With this fact in mind, it’s worth using foresight when considering where you want to live when retiring, regardless of whether you’ve reached the required age or still have a way to go.
Attitudes have shifted towards retirement over the years, with the apparently tried and tested formula of a smaller, more secluded life after retirement giving way to a much more free-form way of thinking. This is especially true if you have a large family, as remaining in contact with siblings, children and grandchildren after retirement can create a socially-rich, active environment.
Not just keeping it in the family, but ‘keeping the family in’ is one of the most prominent reasons for upsizing, as with a growing network of children and grandchildren comes an increased space requirement when they all come visiting.
Moving into a bigger house is a sure-fire way of solving this problem and depending on just how idyllic the surroundings are, you may have a lot more visits from relatives than expected!
The use of a larger home as a resting point for family members can also extend to more permanent situations, such as letting children stay when they hit a rut in their careers or when they want to save for a deposit for their own home.
Transitioning from a larger home to a smaller one is always difficult when it comes to organising your belongings, as the inevitable situation ensues when you have to decide between what stays and what you simply don’t have room for. When upsizing, however, this is no longer an issue and you may even need to buy more items to fill up your newfound space.
Purchasing a larger property could also prove to be a lucrative investment. With the global population growing and space becoming a premium, larger homes are likely to command more in the future.
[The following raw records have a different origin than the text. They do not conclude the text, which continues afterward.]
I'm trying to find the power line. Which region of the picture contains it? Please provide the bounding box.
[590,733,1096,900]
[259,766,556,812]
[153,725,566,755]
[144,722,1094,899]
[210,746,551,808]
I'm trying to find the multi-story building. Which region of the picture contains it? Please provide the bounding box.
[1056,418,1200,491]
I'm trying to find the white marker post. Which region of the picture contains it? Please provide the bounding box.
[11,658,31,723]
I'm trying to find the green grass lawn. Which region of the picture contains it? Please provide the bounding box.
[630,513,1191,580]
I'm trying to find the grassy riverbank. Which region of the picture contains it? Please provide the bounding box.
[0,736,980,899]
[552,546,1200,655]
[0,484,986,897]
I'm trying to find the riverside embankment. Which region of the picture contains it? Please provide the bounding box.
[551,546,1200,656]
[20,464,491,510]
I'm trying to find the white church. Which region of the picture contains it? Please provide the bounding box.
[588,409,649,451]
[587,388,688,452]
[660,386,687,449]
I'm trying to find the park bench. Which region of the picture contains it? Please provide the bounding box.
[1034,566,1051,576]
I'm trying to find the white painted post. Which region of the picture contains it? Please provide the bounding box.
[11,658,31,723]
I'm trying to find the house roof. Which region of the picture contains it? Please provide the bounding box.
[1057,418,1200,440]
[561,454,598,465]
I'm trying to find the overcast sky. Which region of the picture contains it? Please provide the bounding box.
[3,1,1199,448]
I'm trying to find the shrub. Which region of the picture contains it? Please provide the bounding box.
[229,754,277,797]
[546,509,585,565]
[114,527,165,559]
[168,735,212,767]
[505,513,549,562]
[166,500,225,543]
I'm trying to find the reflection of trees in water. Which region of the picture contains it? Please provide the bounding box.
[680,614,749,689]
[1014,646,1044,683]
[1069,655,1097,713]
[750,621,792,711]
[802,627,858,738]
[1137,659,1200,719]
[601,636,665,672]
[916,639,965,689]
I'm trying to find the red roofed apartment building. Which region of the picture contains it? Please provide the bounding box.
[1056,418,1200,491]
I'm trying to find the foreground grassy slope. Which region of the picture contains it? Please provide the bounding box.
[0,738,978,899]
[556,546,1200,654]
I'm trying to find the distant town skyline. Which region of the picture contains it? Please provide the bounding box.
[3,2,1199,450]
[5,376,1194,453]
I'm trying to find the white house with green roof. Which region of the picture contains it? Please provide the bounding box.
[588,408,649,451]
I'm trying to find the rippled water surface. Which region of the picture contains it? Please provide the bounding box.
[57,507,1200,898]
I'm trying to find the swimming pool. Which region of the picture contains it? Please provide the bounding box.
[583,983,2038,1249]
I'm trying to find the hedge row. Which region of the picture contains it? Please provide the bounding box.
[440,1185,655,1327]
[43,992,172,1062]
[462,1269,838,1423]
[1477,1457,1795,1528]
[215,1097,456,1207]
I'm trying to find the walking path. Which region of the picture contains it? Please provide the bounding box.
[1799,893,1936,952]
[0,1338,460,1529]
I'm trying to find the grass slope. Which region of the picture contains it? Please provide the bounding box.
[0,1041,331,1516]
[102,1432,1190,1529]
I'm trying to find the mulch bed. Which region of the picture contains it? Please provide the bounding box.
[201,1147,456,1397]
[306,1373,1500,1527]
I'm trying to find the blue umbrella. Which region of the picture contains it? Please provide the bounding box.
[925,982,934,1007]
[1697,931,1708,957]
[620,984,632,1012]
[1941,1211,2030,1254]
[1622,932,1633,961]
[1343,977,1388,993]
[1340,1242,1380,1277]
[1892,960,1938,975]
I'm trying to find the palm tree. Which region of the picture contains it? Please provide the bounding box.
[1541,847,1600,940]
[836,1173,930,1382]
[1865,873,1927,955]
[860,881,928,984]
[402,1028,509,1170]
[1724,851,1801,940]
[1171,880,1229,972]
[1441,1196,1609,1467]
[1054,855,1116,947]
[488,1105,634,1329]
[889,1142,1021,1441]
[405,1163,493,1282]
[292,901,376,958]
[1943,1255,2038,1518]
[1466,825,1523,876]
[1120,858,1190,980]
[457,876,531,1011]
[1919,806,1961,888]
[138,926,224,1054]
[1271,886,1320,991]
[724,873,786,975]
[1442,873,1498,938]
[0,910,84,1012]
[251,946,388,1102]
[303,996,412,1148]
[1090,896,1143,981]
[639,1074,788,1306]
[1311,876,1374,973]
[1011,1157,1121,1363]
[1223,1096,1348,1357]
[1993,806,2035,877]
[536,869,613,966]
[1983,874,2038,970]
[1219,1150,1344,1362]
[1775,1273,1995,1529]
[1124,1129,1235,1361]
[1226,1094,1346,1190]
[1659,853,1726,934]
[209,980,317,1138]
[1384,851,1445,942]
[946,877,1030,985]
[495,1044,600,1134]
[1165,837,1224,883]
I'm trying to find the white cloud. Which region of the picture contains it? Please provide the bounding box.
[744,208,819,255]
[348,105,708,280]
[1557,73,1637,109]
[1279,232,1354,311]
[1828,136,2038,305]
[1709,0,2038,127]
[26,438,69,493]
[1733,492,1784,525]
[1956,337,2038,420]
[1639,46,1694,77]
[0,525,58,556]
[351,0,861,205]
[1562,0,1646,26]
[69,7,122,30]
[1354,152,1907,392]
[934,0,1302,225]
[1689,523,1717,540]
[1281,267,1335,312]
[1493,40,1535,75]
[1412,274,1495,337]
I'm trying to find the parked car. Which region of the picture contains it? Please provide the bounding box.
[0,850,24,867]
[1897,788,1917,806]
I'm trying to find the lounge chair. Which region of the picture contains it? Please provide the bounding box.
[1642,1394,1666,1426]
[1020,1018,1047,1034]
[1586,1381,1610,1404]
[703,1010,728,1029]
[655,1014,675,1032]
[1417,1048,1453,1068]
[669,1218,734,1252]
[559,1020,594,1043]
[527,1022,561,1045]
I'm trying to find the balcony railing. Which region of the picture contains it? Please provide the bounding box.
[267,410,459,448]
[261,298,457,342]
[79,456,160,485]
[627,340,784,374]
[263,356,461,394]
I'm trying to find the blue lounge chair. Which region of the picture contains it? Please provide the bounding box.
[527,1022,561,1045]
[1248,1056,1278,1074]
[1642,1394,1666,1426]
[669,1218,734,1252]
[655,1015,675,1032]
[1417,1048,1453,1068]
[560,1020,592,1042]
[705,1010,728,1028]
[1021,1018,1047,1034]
Chances are that by the time you reach the age of retirement, you’ll have a pretty clear idea of what you do and don’t want to be doing with all the free time you’re suddenly going to have. When considering upsizing as an option for the future, the surroundings and the activities they offer can be as much of a draw as the property itself.
If you happen to have a penchant for golfing, for example, your dream house might be waiting a short distance away from a world-renowned course. For those who have a passion for exploring the great outdoors, there may just be a home on the edge of perfect walking territory that can cater for your every need.
If you’re concerned that upsizing seems like a self-indulgent option, remember that you deserve it! Having worked for decades to build up a pension and pot of savings, why not spend it acquiring or building the home of your dreams? It’s a long journey from first entering the world of work to eventually retiring, so it makes sense for there to be a metaphorical pot of gold at the end of the rainbow to look forward to.
Upsizing can also make it a lot easier to make any necessary alterations to your home in later life. From adding in a bathroom on the ground floor to having a stairlift fitted, with a larger home you have the space to accommodate any additions which could help make your life that bit easier.
If you’re sold on the idea of bucking the downsizing trend and upsizing in your retirement, you may want to consider whether you could make your money go further by looking abroad.
Earlier in the year we explored what kind of property you might expect to buy for £250,000 in various overseas locations. The article highlighted the extreme disparity in global property prices/sizes depending on where you look, with a five bed country farmhouse (complete with swimming pool) in Spain costing as much as a garage in London!
When purchasing a foreign property and planning an overseas retirement, you can also save money by looking into your currency transfer options and securing a more competitive exchange rate. Achieving a good rate for your currency transfer could leave you thousands better off, so it’s well worth investing a little time in some research.
Whether you decide to upsize in the UK or abroad, good luck with your property hunt and enjoy your retirement!